A 36-year-old female, with a history of osteoporosis and long-term exposure to alendronate, presented to the emergency department with complaints of sudden onset pain and disability in the right hip, without a significant trauma.
A 36-year-old female presented to the emergency department with complaints of sudden onset pain and disability in the right hip, without a significant trauma. The patient had a history of osteoporosis secondary to renal insufficiency and long-standing exposure to prednisone in the setting of kidney transplantation. She had been treated with alendronate in the previous seven years.
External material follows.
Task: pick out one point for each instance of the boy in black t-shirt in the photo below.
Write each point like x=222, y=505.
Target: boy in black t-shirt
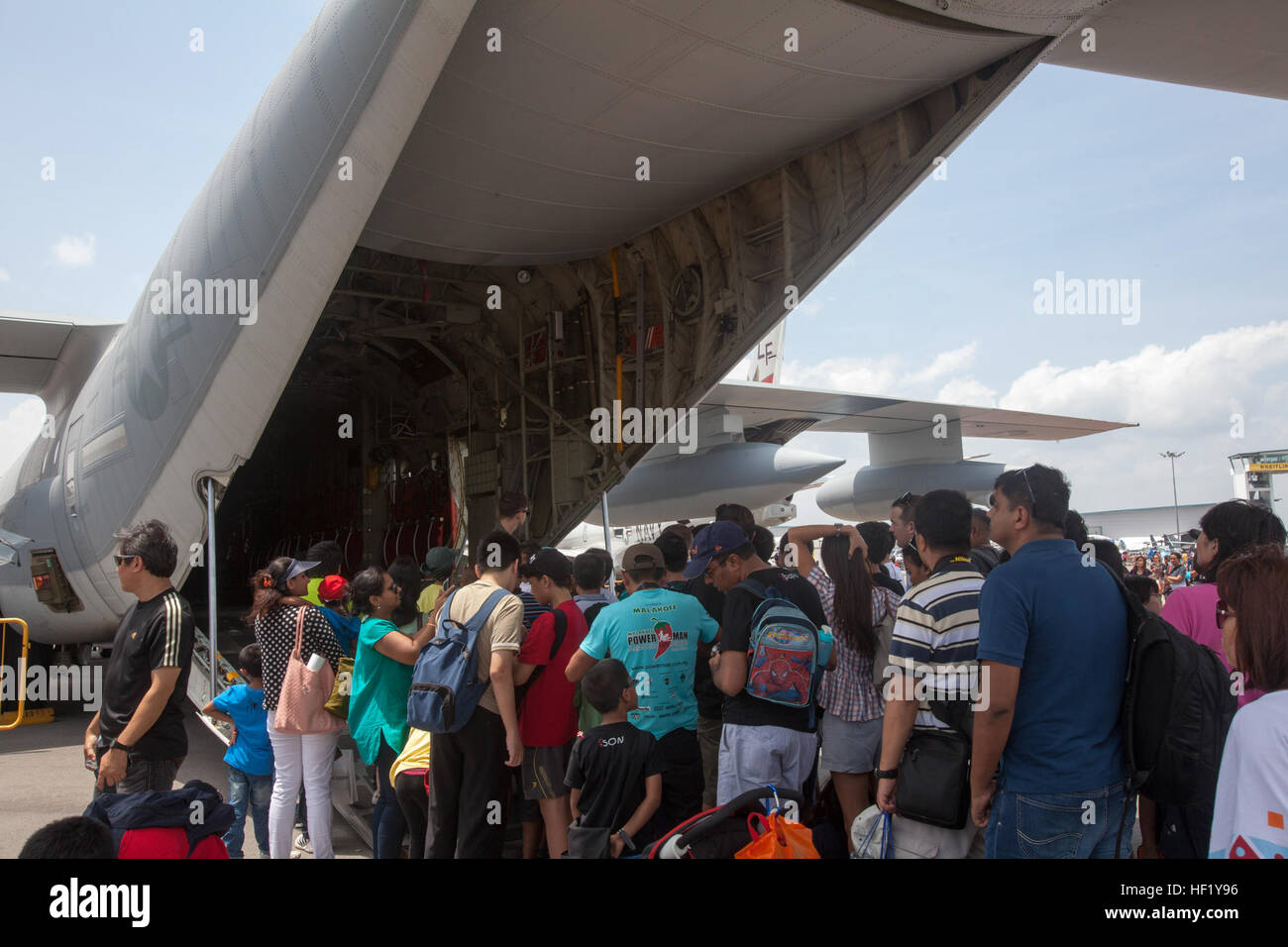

Radiographs of the right hip showed a simple, transverse fracture (type A of the AO comprehensive classification of subtrochanteric fracture) with medial cortical spike in the proximal third of the right femur diaphysis (Figure 1). Additionally, a discrete thickening of the lateral aspect of the subtrochanteric cortex at the fracture level is also appreciated.
The subtrochanteric region of the femur is one of its strongest parts, stress fractures being uncommon. Subtrochanteric fatigue fractures have been described in athletes. In the elderly, subtrochanteric insufficiency fractures have been reported as isolated cases in hypophosphatemic osteomalacia, pycnodysostosis, or on fluoride therapy.
Alendronate is a potent inhibitor of bone resorption by inducing osteoclast apoptosis. It is a first-line therapy for osteoporotic fractures prevention, reducing their incidence by 50%. When discontinued after 5 years, its effect remains for 5 years thereafter, without increased fracture risk.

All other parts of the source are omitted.